The pronotum narrows near the tip and has a densely punctured surface. Some punctures are elongated or arranged in merged rows forming rhombus-like patterns. Each puncture contains a long, white scale or seta. A smooth central ridge runs along the middle. The elytra have indistinct striae and flat intervals, with small, irregular punctures. Sparse rows of long, flat, cream-colored scales are present, and the spaces between them are finely textured. In the apical third, interval 7 forms a sharp lateral edge, and the sutural interval is swollen and slightly protruding at the tip. The femora have a crenulate ridge on the underside that ends in a blunt tooth. The metafemur has a stridulatory patch near the tip. The upper edge of the tibiae has a simple angled projection near the base. The metatibia lacks a premucro at the tip. Abdominal ventrite 5 is flat and coarsely punctured.

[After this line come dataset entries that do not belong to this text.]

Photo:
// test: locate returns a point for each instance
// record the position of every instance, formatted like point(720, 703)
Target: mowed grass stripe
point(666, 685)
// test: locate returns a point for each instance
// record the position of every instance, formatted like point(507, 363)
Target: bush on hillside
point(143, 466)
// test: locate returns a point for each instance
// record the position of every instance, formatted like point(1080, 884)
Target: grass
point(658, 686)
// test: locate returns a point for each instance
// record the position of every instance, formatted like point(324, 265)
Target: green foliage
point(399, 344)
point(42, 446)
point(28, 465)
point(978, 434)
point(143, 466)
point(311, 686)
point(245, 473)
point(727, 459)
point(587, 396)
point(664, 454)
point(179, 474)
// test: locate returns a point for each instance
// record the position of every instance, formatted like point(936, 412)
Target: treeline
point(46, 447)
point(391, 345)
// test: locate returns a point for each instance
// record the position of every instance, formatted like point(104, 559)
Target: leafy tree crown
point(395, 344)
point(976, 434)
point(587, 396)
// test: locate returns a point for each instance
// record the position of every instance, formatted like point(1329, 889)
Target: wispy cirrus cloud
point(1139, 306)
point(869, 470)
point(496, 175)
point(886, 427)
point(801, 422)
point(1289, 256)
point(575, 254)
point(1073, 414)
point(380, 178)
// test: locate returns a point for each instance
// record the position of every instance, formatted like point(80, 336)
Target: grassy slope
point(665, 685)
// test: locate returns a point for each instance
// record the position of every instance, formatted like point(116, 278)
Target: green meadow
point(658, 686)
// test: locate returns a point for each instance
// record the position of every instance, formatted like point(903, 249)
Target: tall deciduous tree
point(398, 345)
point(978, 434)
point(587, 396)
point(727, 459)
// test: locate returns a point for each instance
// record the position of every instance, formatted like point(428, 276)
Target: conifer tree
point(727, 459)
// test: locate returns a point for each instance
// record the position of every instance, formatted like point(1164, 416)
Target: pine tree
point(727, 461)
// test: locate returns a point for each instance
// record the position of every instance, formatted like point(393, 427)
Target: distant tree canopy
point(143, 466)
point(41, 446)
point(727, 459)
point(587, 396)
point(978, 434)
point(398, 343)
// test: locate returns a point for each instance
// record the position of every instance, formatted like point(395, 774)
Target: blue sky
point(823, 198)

The penis has nearly parallel sides and a rounded apex with a short central extension. The transfer apparatus is compact, with sickle-shaped processes and a smoothly curved ventral profile. The apodemes are 2.4 times the length of the penis body. The ductus ejaculatorius lacks a bulbus.

In females, the rostrum has smooth median and submedian ridges. The elytral apex is rounded in males and narrower and angled in females. Female abdominal ventrite 5 is flat.

==Range==
Trigonopterus argopurensis is endemic to the Indonesian province of East Java, where it is known only from Mount Argopuro. It has been recorded from elevations of 1457–1785 m.